Phil Soper, president and CEO of Royal LePage, one of Canada's largest residential brokerages, said that with the North American trade war heating up, a busy spring housing market could see less buying and selling activity.

"In an increasingly turbulent economic environment, this series of rate decreases presents an opening to aspiring homebuyers and those approaching their mortgage renewal," Soper said in a comment emailed to CoStar News. "With substantial tariffs from the United States set to come into effect, Canada's central bank will likely focus its attention on stimulating the economy and steering us away from a recession. Additional rate cuts may be on the horizon as policymakers work to maintain stability. The housing market, while it may see a temporary slowdown in activity, remains largely insulated from trade disputes, ensuring its resilience in the long term."

Doug Porter, chief economist with the Bank of Montreal, said a key point from the central bank was that monetary policy cannot offset the impacts of a trade war but can try to ensure higher prices do not lead to ongoing inflation.

"Looking ahead, future decisions will be largely guided by the direction of travel in the trade war, although we suspect the bank was headed a bit lower in any event. We continue to expect three more 25 basis point cuts at the next three meetings, taking the overnight rate down to 2%. Clearly, that's dependent on how tariffs evolve, while the eventual fiscal response could have an impact as well.

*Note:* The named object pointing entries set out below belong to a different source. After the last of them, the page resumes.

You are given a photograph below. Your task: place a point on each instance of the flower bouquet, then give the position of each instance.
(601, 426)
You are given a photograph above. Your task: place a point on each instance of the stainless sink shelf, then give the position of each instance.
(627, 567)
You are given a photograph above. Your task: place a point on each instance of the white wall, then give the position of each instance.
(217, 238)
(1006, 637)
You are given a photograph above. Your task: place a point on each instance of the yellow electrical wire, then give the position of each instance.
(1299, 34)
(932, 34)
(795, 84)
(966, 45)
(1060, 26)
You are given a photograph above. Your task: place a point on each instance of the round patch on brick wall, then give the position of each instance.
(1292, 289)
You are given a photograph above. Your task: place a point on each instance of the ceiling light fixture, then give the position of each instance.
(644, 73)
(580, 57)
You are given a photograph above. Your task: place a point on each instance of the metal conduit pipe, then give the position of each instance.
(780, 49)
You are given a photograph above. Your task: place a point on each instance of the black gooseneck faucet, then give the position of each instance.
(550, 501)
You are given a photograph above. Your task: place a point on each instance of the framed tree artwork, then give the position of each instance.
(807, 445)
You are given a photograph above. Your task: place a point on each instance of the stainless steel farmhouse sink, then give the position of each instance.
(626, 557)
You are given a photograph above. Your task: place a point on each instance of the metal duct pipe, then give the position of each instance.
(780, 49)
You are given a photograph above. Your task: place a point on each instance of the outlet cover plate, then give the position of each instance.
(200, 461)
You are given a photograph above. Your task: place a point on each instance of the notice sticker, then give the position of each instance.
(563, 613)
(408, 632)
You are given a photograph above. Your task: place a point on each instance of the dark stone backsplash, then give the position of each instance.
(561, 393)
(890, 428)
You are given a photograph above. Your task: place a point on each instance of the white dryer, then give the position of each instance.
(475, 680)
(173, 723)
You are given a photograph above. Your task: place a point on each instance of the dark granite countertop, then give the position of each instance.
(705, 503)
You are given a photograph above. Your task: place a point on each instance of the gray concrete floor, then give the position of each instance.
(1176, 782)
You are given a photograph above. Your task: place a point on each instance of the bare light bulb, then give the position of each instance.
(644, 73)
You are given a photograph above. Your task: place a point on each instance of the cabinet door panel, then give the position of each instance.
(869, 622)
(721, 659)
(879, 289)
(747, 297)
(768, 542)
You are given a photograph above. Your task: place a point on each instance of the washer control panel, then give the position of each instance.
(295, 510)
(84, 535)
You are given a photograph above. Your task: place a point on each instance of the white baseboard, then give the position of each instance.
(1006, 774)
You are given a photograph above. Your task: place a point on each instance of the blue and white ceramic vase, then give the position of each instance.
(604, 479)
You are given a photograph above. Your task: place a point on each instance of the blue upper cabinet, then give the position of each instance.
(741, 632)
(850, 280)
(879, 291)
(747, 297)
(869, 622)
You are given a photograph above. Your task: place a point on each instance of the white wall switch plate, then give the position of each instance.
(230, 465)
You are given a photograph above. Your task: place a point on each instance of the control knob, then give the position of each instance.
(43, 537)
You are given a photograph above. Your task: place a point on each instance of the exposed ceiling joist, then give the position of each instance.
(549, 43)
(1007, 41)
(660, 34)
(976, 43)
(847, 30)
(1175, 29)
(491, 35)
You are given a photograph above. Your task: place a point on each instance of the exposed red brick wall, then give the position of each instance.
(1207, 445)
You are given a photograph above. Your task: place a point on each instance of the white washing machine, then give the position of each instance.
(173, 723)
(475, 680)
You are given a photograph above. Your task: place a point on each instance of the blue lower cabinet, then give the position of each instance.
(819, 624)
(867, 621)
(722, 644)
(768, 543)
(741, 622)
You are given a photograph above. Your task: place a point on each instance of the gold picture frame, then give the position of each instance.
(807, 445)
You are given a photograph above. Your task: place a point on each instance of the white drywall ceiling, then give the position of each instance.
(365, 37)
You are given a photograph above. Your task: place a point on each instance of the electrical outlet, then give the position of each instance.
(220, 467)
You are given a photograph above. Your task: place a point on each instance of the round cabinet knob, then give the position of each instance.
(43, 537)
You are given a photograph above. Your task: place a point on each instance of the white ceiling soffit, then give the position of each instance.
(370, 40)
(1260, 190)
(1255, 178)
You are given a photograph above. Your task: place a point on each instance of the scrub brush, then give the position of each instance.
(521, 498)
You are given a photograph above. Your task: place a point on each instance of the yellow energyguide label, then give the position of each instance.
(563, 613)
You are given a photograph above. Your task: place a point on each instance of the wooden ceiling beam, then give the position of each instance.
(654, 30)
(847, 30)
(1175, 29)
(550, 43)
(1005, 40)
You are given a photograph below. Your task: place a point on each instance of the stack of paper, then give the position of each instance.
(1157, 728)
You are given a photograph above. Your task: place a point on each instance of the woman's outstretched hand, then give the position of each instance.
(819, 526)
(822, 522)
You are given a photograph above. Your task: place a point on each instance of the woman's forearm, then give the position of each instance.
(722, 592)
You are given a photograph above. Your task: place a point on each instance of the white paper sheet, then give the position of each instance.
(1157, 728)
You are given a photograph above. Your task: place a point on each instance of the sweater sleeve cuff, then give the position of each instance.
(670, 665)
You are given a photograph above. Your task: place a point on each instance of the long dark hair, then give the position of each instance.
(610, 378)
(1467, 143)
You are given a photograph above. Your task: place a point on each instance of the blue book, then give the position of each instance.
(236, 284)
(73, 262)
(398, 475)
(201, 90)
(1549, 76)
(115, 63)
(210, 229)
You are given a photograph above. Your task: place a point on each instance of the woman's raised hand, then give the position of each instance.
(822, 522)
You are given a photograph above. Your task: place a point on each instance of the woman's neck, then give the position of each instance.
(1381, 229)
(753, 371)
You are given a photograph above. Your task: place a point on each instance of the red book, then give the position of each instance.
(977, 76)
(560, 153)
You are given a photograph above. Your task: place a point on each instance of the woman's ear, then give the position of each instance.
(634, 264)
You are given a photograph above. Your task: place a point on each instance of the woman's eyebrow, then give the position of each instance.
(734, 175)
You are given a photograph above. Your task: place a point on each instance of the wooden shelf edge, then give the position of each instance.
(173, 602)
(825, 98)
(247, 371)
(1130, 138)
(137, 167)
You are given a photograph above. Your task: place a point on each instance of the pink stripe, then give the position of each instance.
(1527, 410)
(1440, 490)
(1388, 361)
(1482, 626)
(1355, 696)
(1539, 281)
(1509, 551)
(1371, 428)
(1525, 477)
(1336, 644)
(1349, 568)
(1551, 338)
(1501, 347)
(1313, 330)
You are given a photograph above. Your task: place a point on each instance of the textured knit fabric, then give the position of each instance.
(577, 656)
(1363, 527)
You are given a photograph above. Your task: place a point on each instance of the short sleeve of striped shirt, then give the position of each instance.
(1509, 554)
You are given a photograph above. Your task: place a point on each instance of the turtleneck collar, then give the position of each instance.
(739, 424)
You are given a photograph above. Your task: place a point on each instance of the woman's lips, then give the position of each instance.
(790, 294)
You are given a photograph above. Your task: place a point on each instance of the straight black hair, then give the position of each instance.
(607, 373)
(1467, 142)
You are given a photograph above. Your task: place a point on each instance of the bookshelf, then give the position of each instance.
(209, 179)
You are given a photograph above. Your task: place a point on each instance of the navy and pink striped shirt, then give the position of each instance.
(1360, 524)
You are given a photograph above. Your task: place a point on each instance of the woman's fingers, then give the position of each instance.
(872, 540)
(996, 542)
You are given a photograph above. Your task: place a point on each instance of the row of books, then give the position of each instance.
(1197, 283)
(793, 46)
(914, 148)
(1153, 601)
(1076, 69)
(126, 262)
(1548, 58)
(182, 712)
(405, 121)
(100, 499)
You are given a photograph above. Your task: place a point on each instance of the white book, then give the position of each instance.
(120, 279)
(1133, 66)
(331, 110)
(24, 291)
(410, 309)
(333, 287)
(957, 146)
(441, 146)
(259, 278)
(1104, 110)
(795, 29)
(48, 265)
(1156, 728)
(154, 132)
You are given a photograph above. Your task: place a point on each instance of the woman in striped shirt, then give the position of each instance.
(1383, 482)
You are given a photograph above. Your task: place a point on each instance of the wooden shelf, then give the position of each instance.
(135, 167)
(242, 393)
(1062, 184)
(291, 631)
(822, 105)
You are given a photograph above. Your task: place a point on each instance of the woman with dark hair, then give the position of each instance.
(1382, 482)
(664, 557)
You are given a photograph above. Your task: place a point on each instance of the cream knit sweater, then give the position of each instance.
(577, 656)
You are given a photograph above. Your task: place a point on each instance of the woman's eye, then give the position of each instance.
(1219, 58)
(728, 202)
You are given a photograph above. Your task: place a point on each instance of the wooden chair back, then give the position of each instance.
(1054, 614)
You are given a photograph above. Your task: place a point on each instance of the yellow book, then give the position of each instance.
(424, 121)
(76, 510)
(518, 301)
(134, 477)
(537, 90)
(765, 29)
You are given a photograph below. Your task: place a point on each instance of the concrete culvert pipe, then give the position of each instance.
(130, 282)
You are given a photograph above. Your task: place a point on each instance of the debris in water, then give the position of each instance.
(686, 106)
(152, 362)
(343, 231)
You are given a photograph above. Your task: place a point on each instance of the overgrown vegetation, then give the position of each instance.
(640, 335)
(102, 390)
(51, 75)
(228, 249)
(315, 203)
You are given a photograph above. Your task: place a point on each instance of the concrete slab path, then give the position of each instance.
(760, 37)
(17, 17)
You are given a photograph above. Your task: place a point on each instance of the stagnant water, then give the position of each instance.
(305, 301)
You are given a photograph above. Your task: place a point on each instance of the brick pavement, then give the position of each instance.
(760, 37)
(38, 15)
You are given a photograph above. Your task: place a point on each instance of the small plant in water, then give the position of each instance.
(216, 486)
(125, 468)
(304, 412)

Our core assumption is that Canada will be facing some serious tariffs for an extended period of time and that the growth-dampening aspects of the trade war will ultimately outweigh the upside inflationary impact."

Marcus & Millichap said this week that lower interest rates have helped drive a rebound in sectors sensitive to borrowing costs, including a 16.7% surge in residential investment.

"The combination of surging supply, along with easing demand dynamics amid tighter immigration policies and uncertainties stemming from potential U.S. tariffs will continue to drive a broad-based rebalancing across all of Canada's major multifamily markets," said the company in a report.